Table 8. Inspection Parameters
Parameter Value Description
thresholdError 0.95 Threshold for the ERROR severity. If some of the correlation values are higher than thisvalue, then the issue has an ERROR severity.
thresholdWarning 0.90 Threshold for the WARNING severity. If some of the correlation values are higher than this value (but below thresholdError and there are no correlations with value greater than thresholdError), then the issue has a WARNING severity.
Table 9. Inspection Result Details
Parameter Description
total The number of match group pairs having correlation that exceeds the threshold (size of array in the results field).
results Array of JSON objects having the following three fields:
  • matchGroup1 - URI of the first match group
  • matchGroup2 - URI of the second match group
  • correlation - Value of the correlation between the two match groups (number)

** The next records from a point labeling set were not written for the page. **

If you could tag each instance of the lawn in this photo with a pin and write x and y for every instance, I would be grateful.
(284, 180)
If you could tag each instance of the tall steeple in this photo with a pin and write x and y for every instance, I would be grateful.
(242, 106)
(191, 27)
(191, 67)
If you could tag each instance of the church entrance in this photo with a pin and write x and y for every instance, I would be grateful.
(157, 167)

Table 10. Inspection Summary
Parameter Description
Text {0} match rules are seemingly redundant with one or more other match rules.
Formatted Text 4 match rules are seemingly redundant with one or more other match rules.

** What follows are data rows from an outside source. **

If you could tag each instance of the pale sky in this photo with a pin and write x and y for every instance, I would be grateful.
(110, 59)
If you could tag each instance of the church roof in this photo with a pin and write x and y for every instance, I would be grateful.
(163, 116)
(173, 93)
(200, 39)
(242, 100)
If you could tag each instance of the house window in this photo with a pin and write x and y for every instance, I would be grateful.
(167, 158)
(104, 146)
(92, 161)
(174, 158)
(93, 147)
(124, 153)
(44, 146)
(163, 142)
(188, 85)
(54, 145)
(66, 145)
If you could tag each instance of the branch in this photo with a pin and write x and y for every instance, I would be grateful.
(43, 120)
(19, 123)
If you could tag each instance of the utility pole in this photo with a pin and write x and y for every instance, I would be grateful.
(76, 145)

Severity ERROR (if thresholdError is exceeded), WARNING (if only thresholdWarning is exceeded)
Parameters Id: 0, Type: Number, Value: 4
Table 11. Inspection Explanation
Parameter Description
Text The analysis shows that {0} match rules (rows) are producing largely the same match pairs as one or more other match rules. Rules felt to be redundant to one another are indicated by the dark red intersection of a row and column.
Formatted Text The analysis shows that {0} match rules (rows) are producing largely the same match pairs as one or more other match rules. Rules felt to be redundant to one another are indicated by the dark red intersection of a row and column.
Parameters
  • Id: 0, Type: number, Value: 4
  • Id: 1, Type: number, Value: 0.95
Table 12. Inspection Recommendation
Parameter Description
Text If you agree with the explanation, make modifications to broaden the range of tactics employed across the set of match rules. This usually increases the holistic effectiveness of the set.

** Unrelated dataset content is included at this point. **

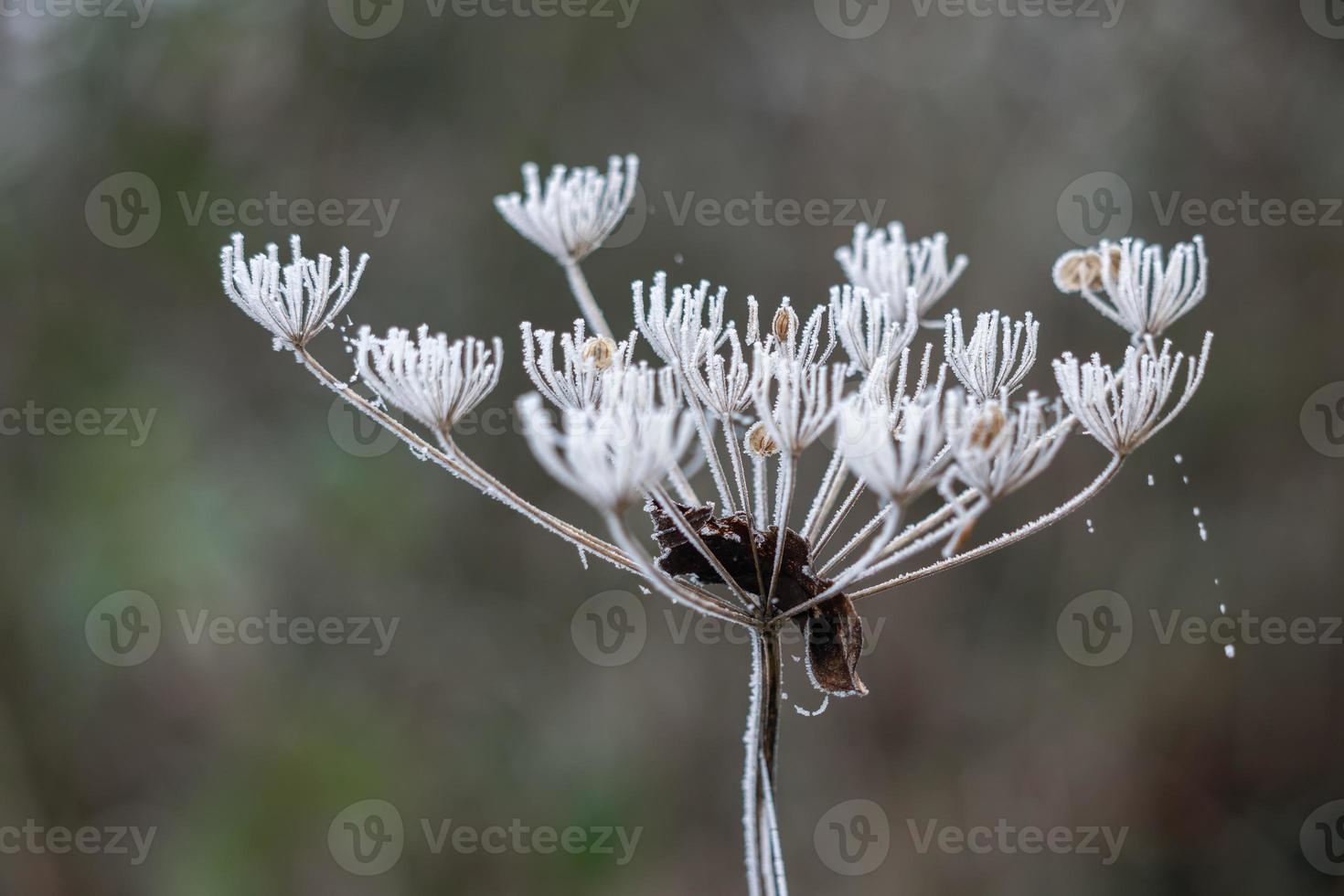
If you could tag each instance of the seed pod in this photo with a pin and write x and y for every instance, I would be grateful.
(758, 443)
(600, 351)
(988, 426)
(785, 324)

Formatted Text If you agree with the explanation, make modifications to broaden the range of tactics employed across the set of match rules. This usually increases the holistic effectiveness of the set.

Information Output

If no errors or warnings are reported, then the inspection results in an information output.

Table 13. Summary Field
Parameter Description
Text Match group tactics are evenly distributed.
Severity INFO
Table 14. Explanation Field
Parameter Description
Text The analysis shows that your match groups have a nicely distributed set of tactics, each of which is evaluating candidate pairs differently than the others.
Formatted Text The analysis shows that your match groups have a nicely distributed set of tactics, each of which is evaluating candidate pairs differently than the others.
Table 15. Recommendation Field
Parameter Description
Text Keep going! It appears thatyour match groups employ a variety of tactics and are not redundant.